Note: The chosen partition affects the policies of a partition only when a partition is created.
In the examples on this page, partition legacyfortemplate03 was created when policy template Sample02 was set to modify only partition policy 22. Therefore, partition legacyfortemplate03 does not have partition policy 23 set. The change to the policy template does not affect a partition that was already in existence. It has effect only for partitions that are created with that template after the template was modified.
Partition legacyfortemplate04 was created with the template after that modification, so it shows both policies changed.
You can change a policy manually, using partition changepolicy command.

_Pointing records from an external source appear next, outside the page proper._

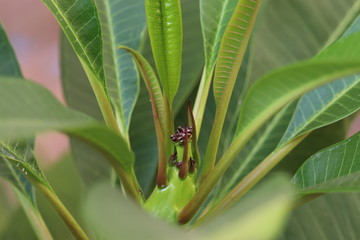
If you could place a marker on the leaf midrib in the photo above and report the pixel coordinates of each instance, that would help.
(217, 36)
(76, 37)
(328, 105)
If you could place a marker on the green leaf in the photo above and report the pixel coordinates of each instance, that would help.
(328, 104)
(152, 85)
(233, 47)
(80, 22)
(90, 162)
(313, 143)
(21, 118)
(215, 15)
(232, 50)
(266, 140)
(283, 85)
(331, 217)
(34, 109)
(266, 207)
(144, 145)
(324, 106)
(309, 27)
(22, 149)
(124, 218)
(333, 169)
(165, 31)
(8, 63)
(256, 150)
(122, 23)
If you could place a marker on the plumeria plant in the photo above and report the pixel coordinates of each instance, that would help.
(195, 119)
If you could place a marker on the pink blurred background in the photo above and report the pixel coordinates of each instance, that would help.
(34, 34)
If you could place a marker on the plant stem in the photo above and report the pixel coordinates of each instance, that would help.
(234, 65)
(252, 178)
(34, 216)
(130, 184)
(201, 98)
(191, 208)
(62, 211)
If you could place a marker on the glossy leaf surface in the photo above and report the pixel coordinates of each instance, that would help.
(80, 22)
(233, 47)
(22, 118)
(283, 85)
(124, 219)
(270, 202)
(332, 217)
(122, 23)
(334, 169)
(89, 162)
(165, 31)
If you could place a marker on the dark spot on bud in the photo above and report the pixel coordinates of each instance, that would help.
(192, 165)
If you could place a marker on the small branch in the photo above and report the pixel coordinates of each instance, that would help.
(201, 98)
(62, 211)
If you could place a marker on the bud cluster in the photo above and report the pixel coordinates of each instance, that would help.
(179, 136)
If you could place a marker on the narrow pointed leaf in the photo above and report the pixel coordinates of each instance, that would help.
(157, 106)
(215, 15)
(286, 45)
(23, 149)
(273, 92)
(270, 202)
(256, 150)
(38, 111)
(124, 218)
(232, 51)
(89, 162)
(151, 82)
(80, 22)
(165, 31)
(233, 47)
(281, 86)
(309, 27)
(331, 217)
(122, 23)
(8, 63)
(193, 60)
(334, 169)
(324, 106)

If a partition policy template is no longer useful, use command partition policyTemplate delete to remove that template from the list.
lunash:>partition policyTemplate list
Name Description
_______________________________________________________________
Sample02 Another template
sample01 Sample partition policyTemplate
No partition policy template is currently loaded.

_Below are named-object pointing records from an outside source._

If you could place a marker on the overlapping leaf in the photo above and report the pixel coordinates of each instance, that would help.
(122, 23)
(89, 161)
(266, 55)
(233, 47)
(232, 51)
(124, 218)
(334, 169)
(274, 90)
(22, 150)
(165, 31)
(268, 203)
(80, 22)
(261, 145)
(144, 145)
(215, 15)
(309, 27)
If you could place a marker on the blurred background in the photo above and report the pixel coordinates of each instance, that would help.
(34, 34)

Command Result : 0 (Success)
lunash:>partition policyTemplate delete -name sample01
Are you sure you wish to delete partition policy template: sample01
Type 'proceed' to continue, or 'quit'
to quit now.
> proceed
Successfully deleted partition policy template: sample01
Command Result : 0 (Success)
lunash:>partition policyTemplate list
Name Description
_______________________________________________________________
Sample02 Another template
No partition policy template is currently loaded.
Command Result : 0 (Success)
[mylunasa6] lunash:>
When you have created and saved a partition policy template, you can use it at any time on the current HSM.
You can also export a partition policy template created on the current Network HSM appliance, for use on other SafeNet HSMs. See partition policyTemplate export .
You can also import a partition policy template created on another SafeNet Network HSM appliance and apply it to partitions that you create on the current Network HSM. See partition policyTemplate import .
This feature can be useful in large-scale deployment and provisioning scenarios.